Mr Radclyffe points out that, if an award was made that relieved the Government of its present obligations under the agreement and that was then made retrospective, it would be a compulsory deprivation of the property of the employees and, as I such, would be in breach of sections 3 and 8 of the Constitution.
Section 8 provides: "No property of any description shall be compulsorily taken possession of, and no interest in or right over property of any description shall be compulsorily acquired, ...." except where a number of conditions set out are satisfied. The Panel found the conditions would be satisfied in this case.
Clearly a retrospective award, if it reduced the amount of money an employee was to receive, would be a loss of property either in the sense of the money itself or, more realistically, of the right to sue and the definition of property in the Interpretation and General Provisions Act specifically includes both money and choses in action.
The Panel in their Preliminary Findings, considered that the matter was covered by section 8 (2) the relevant parts of which are:
"(2) Nothing contained in or done under the authority of any law shall be held to be inconsistent with or in contravention of this section -
(a) to the extent that the law in question makes provision for the taking of possession or acquisition of any property
(iv) in the execution of judgments or orders of a court in proceedings for the determination of civil rights or obligations ....."

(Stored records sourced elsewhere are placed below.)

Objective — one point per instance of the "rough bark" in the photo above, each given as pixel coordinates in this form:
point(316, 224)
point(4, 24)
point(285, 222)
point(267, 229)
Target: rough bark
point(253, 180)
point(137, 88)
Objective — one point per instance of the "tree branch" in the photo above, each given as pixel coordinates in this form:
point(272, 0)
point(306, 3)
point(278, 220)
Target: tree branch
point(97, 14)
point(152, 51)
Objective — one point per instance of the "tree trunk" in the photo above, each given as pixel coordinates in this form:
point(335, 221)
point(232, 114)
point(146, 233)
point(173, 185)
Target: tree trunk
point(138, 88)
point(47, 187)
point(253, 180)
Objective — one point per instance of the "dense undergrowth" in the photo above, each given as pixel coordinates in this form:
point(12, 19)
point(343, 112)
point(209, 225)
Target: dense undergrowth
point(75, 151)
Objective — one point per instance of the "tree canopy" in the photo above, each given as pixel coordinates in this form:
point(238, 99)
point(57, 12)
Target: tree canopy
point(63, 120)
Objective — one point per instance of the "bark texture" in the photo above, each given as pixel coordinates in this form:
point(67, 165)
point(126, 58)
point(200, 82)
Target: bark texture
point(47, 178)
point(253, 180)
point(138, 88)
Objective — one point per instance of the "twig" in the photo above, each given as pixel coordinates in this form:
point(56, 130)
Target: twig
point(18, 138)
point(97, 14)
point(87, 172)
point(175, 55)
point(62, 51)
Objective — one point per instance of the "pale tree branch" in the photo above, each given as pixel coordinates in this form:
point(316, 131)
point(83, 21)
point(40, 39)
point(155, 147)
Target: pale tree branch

The appellants point out the use of the word "court" does not include the Panel and thus the protection of sub para (iv) does not cover a case such as this. They rely on the definition found in section 16(1) of the Interpretation and General Provisions Act which states "court" means any Court of Solomon Islands of competent jurisdiction.
The Trade Disputes Act set up the Panel and gave it power to inquire into disputes and make awards. However, having made the award, the Panel has no powers of enforcement and so it can make no order.
The effect and enforcement of the award are covered by section 9. Thus 9(3) declares that "it shall be the duty of every party to the award to take all such steps as are reasonably practicable to comply with the award and not to seek to induce any other party to the award to break any of its terms." If however, a party to the award fails in that duty the only means of enforcement is by seeking an order from the High Court and not the Panel.
"9(5). If the High Court finds that the ground on which the application is made is well-founded, the court may, if it considers that it would be just and equitable to do so, grant relief to the applicant in one or more of the following forms.
(6) Those forms are –
(a) an order declaring the rights of the applicant and the respondent in relation to the subject matter of the application;
(b) an order requiring the respondent to pay compensation to the applicant in respect of the breach of duty; and
(c) an order directing the respondent to take such steps for implementing the award as may be specified in the order."
Thus, whilst a retrospective award may have the effect of depriving a party of property that only becomes a compulsory acquisition when the High Court makes an order under section 9. As a result the protection of section 8(2)(a)(iv) of the Constitution applies.
This was the principal basis for the Panel’s finding and I accept it correctly expresses the position.
The appeal is dismissed on both grounds.